Fox River debuted the company's first outdoor cross training line, dubbed OXT. With four styles, the line is intended for use during serious outdoor activity and features a blend of merino wool and polypropylene that the company claims dries 25-percent faster than regular merino wool and is much more abrasion resistant. Several of the SNEWS team wore the socks during SIA and Outdoor Retailer and reported having happy dogs despite hours of shoe confinement.
Mosox, an urban-market sock brand that came onto the outdoor scene last season, showed off its new MoExpedition Collection inspired by the Pioneer Climbing Expedition, the first team of African Americans attempting to reach the Seven Summits. The Advanced and Elite Hiker socks are constructed to perform in light-to-extreme outdoor conditions using Thermolite, MicroSupreme, BioFresh, merino wool and Lycra. Mosox's goal is to combine the style of the urban market with high-quality materials, a noble cause which may flounder in a stick-to-its-ways industry that already has so many established brands. Touting Bureau of Labor statistics that say the collective buying power of minorities is $1 trillion, Mosox said it's attempting to infuse this potentially profitable marketplace into the outdoor industry. The real question is, will the industry give it a chance?
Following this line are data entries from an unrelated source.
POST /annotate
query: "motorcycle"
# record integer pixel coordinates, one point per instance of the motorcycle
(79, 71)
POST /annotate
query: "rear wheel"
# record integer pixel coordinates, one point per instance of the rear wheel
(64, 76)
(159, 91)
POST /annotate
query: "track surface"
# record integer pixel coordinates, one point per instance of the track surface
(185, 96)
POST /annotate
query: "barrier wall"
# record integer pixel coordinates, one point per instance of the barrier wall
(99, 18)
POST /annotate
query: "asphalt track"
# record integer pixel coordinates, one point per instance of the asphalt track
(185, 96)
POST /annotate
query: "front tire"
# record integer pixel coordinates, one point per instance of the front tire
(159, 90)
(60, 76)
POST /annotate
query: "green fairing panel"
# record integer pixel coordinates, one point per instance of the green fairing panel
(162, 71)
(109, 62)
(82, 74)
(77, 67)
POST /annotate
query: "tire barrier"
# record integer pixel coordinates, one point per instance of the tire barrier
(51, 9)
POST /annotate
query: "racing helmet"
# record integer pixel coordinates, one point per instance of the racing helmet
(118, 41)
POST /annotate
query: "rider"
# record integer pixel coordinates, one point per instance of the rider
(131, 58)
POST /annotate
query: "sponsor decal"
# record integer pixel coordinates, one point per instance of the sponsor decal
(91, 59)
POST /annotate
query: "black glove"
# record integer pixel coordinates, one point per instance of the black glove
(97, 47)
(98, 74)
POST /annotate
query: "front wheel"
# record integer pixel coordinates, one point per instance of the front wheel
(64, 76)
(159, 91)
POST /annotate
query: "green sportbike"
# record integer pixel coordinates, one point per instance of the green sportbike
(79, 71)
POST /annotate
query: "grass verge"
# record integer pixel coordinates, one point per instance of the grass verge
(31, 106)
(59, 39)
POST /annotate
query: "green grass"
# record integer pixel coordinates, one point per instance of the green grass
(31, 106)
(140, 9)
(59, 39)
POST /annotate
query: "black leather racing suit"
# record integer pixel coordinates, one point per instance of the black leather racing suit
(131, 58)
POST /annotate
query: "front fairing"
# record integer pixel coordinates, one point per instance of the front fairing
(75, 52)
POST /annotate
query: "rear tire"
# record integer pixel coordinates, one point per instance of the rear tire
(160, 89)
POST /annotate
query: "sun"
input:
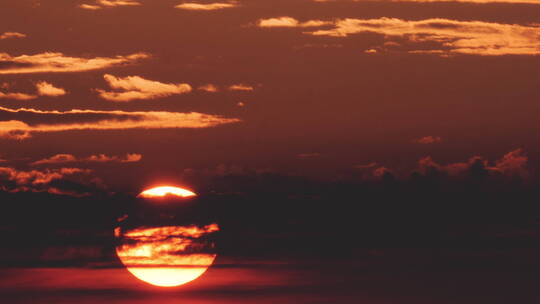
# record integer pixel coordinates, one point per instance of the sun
(164, 191)
(166, 256)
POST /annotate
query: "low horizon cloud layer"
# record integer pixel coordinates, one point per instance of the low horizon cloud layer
(9, 35)
(135, 87)
(50, 62)
(442, 1)
(22, 123)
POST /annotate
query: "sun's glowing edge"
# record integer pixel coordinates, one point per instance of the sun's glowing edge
(168, 276)
(163, 191)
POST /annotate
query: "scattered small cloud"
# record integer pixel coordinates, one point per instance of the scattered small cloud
(9, 35)
(193, 6)
(309, 155)
(135, 87)
(62, 181)
(209, 88)
(290, 22)
(46, 89)
(366, 166)
(99, 4)
(428, 140)
(58, 62)
(512, 164)
(98, 158)
(241, 87)
(17, 96)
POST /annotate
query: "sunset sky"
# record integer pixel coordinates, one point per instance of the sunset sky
(249, 101)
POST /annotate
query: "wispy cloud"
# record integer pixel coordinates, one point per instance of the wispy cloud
(135, 87)
(449, 36)
(290, 22)
(453, 36)
(442, 1)
(43, 89)
(64, 181)
(47, 89)
(99, 4)
(22, 123)
(193, 6)
(97, 158)
(428, 140)
(58, 62)
(209, 88)
(8, 35)
(17, 96)
(241, 87)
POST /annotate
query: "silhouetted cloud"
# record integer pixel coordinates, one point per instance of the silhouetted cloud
(135, 87)
(512, 164)
(22, 123)
(58, 62)
(64, 181)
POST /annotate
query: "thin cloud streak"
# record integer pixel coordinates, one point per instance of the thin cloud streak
(47, 89)
(135, 87)
(192, 6)
(58, 63)
(443, 1)
(98, 158)
(22, 123)
(453, 36)
(9, 35)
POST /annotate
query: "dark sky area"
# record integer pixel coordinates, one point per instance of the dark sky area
(351, 151)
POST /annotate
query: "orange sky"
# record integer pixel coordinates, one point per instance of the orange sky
(145, 91)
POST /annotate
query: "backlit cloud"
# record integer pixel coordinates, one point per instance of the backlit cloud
(209, 88)
(453, 36)
(444, 1)
(98, 158)
(46, 89)
(99, 4)
(512, 164)
(8, 35)
(428, 140)
(135, 87)
(241, 87)
(290, 22)
(58, 62)
(205, 6)
(22, 123)
(17, 96)
(64, 181)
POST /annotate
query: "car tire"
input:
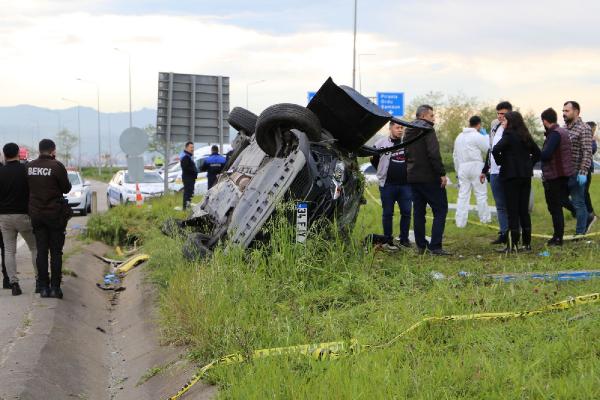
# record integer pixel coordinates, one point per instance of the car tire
(242, 120)
(278, 118)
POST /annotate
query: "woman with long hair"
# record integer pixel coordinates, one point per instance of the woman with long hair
(516, 153)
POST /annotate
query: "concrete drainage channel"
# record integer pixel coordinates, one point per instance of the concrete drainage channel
(95, 344)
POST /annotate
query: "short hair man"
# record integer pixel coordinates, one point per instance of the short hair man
(189, 173)
(588, 200)
(492, 169)
(581, 151)
(427, 177)
(49, 212)
(557, 169)
(14, 198)
(213, 165)
(469, 148)
(393, 186)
SmartWool was focused more on its new apparel offerings rather than its socks, the product category that essentially got the company where it is today. About the only new offerings we came across were three athletic sock additions: the warm climate RBX Micro Mini, a light half-cushion anklet with a waffle-knit instep and an arch brace knit with elastic; the cold-weather trainer RBX Slush Puppy, a three-quarter version of the RBX Racer, features an ankle brace, elasticized arch brace and waffle-knit instep; and the No Show, a lightly cushioned sock for everyday wear with low height for a no-show look.
Wigwam had some fun with materials in its new styles for women. First off, the Teddy Bear crew sock caught our eye with its Chia-pet fur look, thanks to a blend of nylon, acrylic and Olefin. A little on the thick side, it and your foot still fit into a shoe for a warm cushy feel. The Cloud 9 and the Cozy Toe, which has the look and feel of terry cloth, are stay-at-home slipper socks made of merino wool, angora rabbit fiber, nylon and elastic. Wigwam has produced women's-specific packaging that it says will "talk" to its female customers, and may do just that with its easy-to-understand graphics and product descriptions. It also added new athletic and snow-sports versions to its Ingenius sock line, which knits the liner sock and outer sock knit together as one fabric.
Thorlos added the Women's Hiker Thor-Lon to the women's line. The mid-weight hiking sock is made of the company's proprietary yarn, which provides padding and wicking properties and the company says will mean more comfort for rocky and varied terrain.